Comme l’honneur, l’héroïsme ou la vertu, le panache fait partie de ces mots que les dictionnaires pourraient décrire comme « ancien » ou « vieilli ». Peu de mots me semblent pourtant si actuels, si urgents, si nécessaires.

Un panache, ou cimier, de plumes ou de crins ornait souvent les casques des Anciens, les heaumes de la chevalerie et le couvre-chefs des soldats et personnages officiels, jusqu’au début du XXe siècle. Il servait à agrandir la silhouette, pour impressionner l’ennemi et le peuple, mais aussi à distinguer les soldats et les individus selon leur rang et partant, servait de point de repère sur le champ de bataille ou dans l’espace public. Les soldats du temps jadis ne se camouflaient pas, ils pavoisaient parés de tons vifs et une armée était parfois visible à des lieues à la ronde. Les personnages officiels d’aujourd’hui s’habillent très sobrement, ils étaient autrefois hauts en couleur.

Par analogie, on parle de la « queue en panache » d’un animal, comme celle de l’écureuil. On fit parfois le lien entre le panache d’un animal et la même attitude. « Quo non ascendet ? », jusqu’où ne montera-t-il pas ?, était la devise de Nicolas Fouquet, qui accompagnait son blason orné d’un écureuil.

Le panache revêt toujours une dimension esthétique. L’expression « avoir du panache » s’applique également à une personne qui fait fièrement montre d’élégance, de style.

D’un sens propre on a donc tiré un sens figuré : le panache est une vertu à la fois éthique et esthétique d’affirmation face à la société et en particulier face à l’adversité. Achille voulait mourir avec panache, ainsi que les autres Grecs et les Romains. La noblesse a longtemps nourri un esprit chevaleresque. Dans Le Cid, Pierre Corneille fait dire au comte : « A vaincre sans péril, on triomphe sans gloire ». Mais le panache a aussi une dimension dérisoire face à la cruauté du Réel. Dans le premier roman moderne de l’histoire, Miguel de Cervantes dessine un Don Quichotte généreux et idéaliste, qui charge des moulins à vent.

Le président américain Théodore Roosevelt a décrit de façon mémorable le panache de « l’homme dans l’arène », la femme ou l’homme d’action qui peut échouer ou réussir mais qui ose, dans son discours « Citoyens de la République », prononcé à la Sorbonne à Paris, le 23 avril 1910.

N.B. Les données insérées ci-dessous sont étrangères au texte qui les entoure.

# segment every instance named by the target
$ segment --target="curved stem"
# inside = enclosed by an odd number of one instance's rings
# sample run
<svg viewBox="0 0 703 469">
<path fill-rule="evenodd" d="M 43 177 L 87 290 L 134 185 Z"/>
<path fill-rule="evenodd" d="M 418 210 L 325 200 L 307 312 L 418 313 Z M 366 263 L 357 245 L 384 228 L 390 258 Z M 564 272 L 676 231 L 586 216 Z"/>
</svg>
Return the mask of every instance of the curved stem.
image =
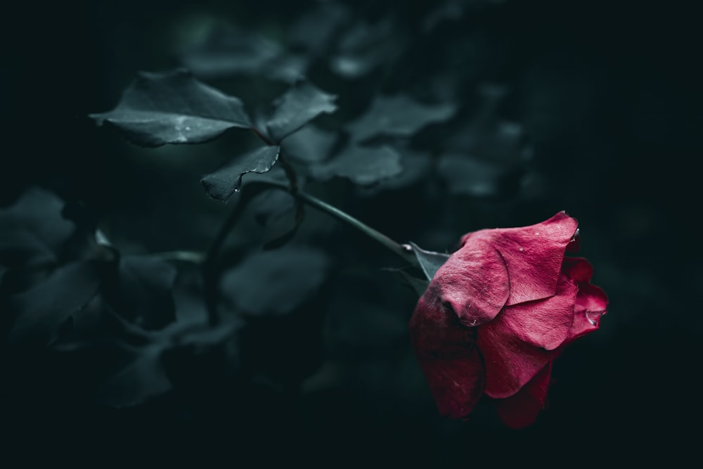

« Ce n’est pas le critique qui compte, celui qui montre du doigt l’homme qui a trébuché ou qui explique comment on aurait pu mieux faire. Tout le mérite revient à celui qui descend vraiment dans l’arène, dont le visage est couvert de sueur, de poussière et de sang, qui lutte vaillamment, qui se trompe, qui échoue encore et encore – car il n’y a pas d’effort sans échec – mais qui fait son maximum pour progresser, qui connaît de grands enthousiasmes, qui se consacre à une noble cause, qui au mieux connaîtra in fine le triomphe de l’accomplissement et qui, au pire, s’il échoue, aura osé avec audace, et saura que sa place n’a jamais été parmi les âmes froides et timorées qui ne connaissent ni la victoire ni l’échec ».

Le panache est donc aussi une expression de la finitude de la condition humaine. Il est aveu d’impuissance mais affirmation de dignité. Le panache verticalise une horizontalité. Contraint par le fini, il s’échappe malgré tout vers l’infini. Conclu par la mort, il suspend un instant l’immortalité. Il proclame « j’existe, je lutte contre l’adversité, je chute mais je me relève car j’aspire à la grandeur. Et si ma chute est définitive, la mémoire des humains, mes frères et soeurs, me relèvera. »

Ainsi en sport, on dit qu’on « perd avec panache » quand, malgré un adversaire supérieur, on oppose une résistance farouche qui attire l’admiration du public.

Le panache comprend la Joie. Il peut être espiègle comme l’écureuil, comme le légendaire Thyl Ulenspiegel. Et il est asymétrique. L’individu qui se dresse contre des forces qui le dépassent fait preuve de panache. Nous aimons universellement David contre Goliath, Frodon contre Sauron, Luke Skywalker contre Dark Vador et tous les héros qui affrontent des forces maléfiques largement supérieures. Nous aimons les héros sans espoir des causes belles et justes.

Le panache peut être silencieux, humble, anonyme comme les résistants qui mourraient sans un cri durant la Seconde Guerre mondiale. Panache encore, quand Rosa Parks s’assied silencieusement à une place interdite aux Blancs dans un bus. Il peut aussi être sonore, plein de faconde et exubérant comme Cyrano de Bergerac d’Edmond Rostand. Il y a du panache dans la satire, surtout quand elle s’exerce sous le joug de la tyrannie ou du dogmatisme, par exemple dans l’Eloge de la Folie d’Erasme.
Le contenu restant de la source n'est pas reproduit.